Un barman, ex-employé de la compagnie Constance Industries Ltd, réclamait Rs 804 949.48 comme indemnités à son employeur pour l’avoir injustement licencié. La magistrate Ratna Seetohul-Toolsee, siégeant en Cour industrielle, a rejeté cette demande, soutenant que l’employeur n’avait pas d’autre choix que de le licencier dans l’intérêt de son commerce.
Le barman était accusé par son employeur d’avoir commis une fraude au préjudice de la compagnie. La fraude avait été commise lors d’un Festival culinaire organisé dans un hôtel de l’est de l’île le 20 mars 2010. Le plaignant, qui était alors posté comme barman dans un restaurant où avait lieu la fête privée, avait détourné des bouteilles alcoolisées au préjudice de la compagnie et avait faussé la liste de stock de bouteilles utilisées lors de la soirée. Le Human Resource Manager de l’hôtel devait indiquer que la fraude avait été rapportée au Food & Beverages Manager et au Security Department. Une enquête interne avait été effectuée par la suite. Elle avait révélé que le physical stock et la facture après la soirée ne concordaient pas.
Le barman avait été convoqué à un comité disciplinaire le 16 avril 2010, où il avait été reconnu coupable de « gross misconduct ». Cet employé, qui compte 20 ans d’expérience au sein de la compagnie, a été mis à pied le 21 avril 2010.
Pour sa défense, le plaignant a soutenu que ce n’était pas lui qui s’occupait du stock sheet et de la facture pour la soirée.
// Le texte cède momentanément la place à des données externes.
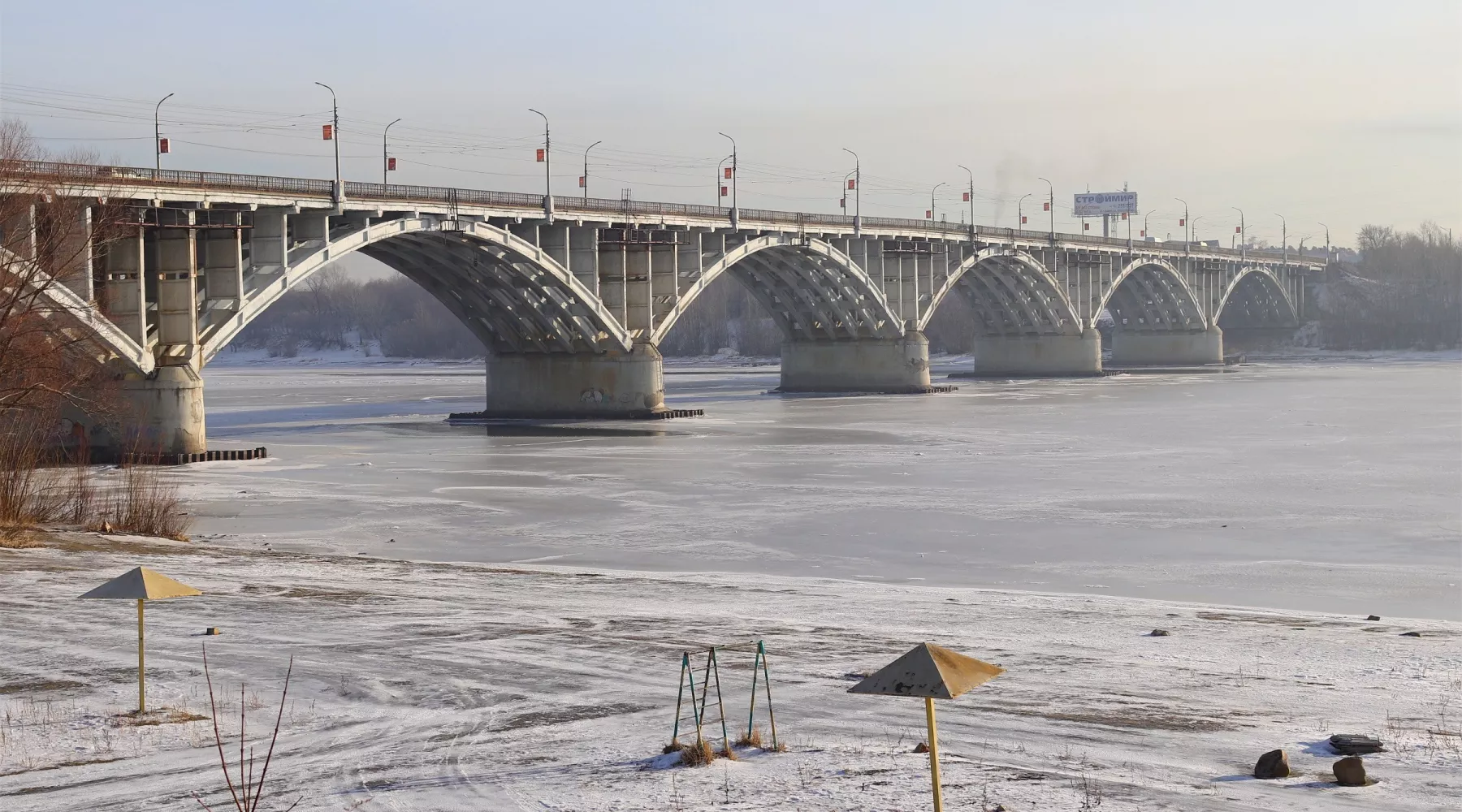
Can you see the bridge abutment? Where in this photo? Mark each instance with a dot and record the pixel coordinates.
(166, 412)
(1167, 349)
(603, 384)
(1038, 355)
(885, 365)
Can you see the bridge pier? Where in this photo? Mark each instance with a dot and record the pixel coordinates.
(1040, 355)
(885, 365)
(1131, 348)
(166, 412)
(591, 384)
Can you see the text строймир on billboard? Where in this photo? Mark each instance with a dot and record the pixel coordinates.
(1096, 203)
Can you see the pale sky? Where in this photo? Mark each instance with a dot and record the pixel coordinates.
(1328, 111)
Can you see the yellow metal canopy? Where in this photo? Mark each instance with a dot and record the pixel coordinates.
(928, 671)
(142, 585)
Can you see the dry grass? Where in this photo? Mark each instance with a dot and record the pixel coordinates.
(161, 716)
(16, 538)
(698, 754)
(144, 504)
(36, 491)
(752, 739)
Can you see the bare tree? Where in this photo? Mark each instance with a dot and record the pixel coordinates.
(49, 360)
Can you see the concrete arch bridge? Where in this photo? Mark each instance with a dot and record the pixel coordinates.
(572, 296)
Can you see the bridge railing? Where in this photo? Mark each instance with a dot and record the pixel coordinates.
(102, 177)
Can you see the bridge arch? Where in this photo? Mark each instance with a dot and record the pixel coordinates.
(75, 313)
(1010, 292)
(811, 290)
(1257, 298)
(1151, 296)
(508, 291)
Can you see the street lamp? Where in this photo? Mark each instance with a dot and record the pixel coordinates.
(971, 201)
(585, 180)
(1243, 250)
(1284, 241)
(932, 201)
(736, 215)
(157, 135)
(857, 192)
(547, 170)
(720, 186)
(1050, 205)
(335, 137)
(385, 153)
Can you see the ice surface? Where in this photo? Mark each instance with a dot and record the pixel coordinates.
(426, 687)
(1308, 486)
(841, 530)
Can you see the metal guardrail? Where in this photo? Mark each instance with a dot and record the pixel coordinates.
(102, 175)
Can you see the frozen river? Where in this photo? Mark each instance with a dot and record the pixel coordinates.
(1308, 486)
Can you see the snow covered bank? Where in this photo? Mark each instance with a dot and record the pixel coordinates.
(473, 687)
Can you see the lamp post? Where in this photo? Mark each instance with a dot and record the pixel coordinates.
(971, 201)
(932, 201)
(335, 139)
(586, 168)
(547, 170)
(718, 180)
(1050, 205)
(385, 153)
(857, 192)
(1284, 243)
(157, 135)
(736, 215)
(1243, 248)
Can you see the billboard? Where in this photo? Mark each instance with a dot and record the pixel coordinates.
(1098, 203)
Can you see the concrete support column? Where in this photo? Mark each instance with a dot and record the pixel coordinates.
(177, 291)
(166, 412)
(885, 365)
(224, 266)
(75, 256)
(1167, 349)
(603, 384)
(1038, 355)
(126, 298)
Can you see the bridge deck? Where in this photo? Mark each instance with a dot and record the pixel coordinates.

Selon lui, cette responsabilité revenait au barman en charge de l’événement. Le plaignant avait ajouté que le Restaurant Manager lui avait donné des instructions pour qu’il ne sorte aucune facture et qu’il distribue les boissons restantes aux staffs de cuisine, musiciens et serveurs. Il soutient que c’est pour cela qu’il n’a soumis aucune facture concernant les boissons alcoolisées consommées lors de la soirée.
Le Bar Manager, qui avait sous sa responsabilité le plaignant, avait affirmé qu’il avait donné des instructions à ce dernier pour qu’il prenne note des bouteilles d’alcool qui ont été servies lors de la soirée. Il devait relater que le plaignant n’avait pas suivi les procédures, soit qu’il n’avait pas noté le nombre de bouteilles utilisées.
En vue des preuves présentées en cour, la magistrate a trouvé que, contrairement à ce que le barman avait stipulé, il était aussi responsable des factures et du stock sheet après la soirée privée. Elle devait donner gain de cause à la compagnie, les actes du barman lui ayant causé préjudice. Il s’avère aussi que le barman avait reçu plusieurs avertissements de l’hôtel dans le passé pour des cas de fraude ou encore pour falsification d’entrées dans le registre de présence.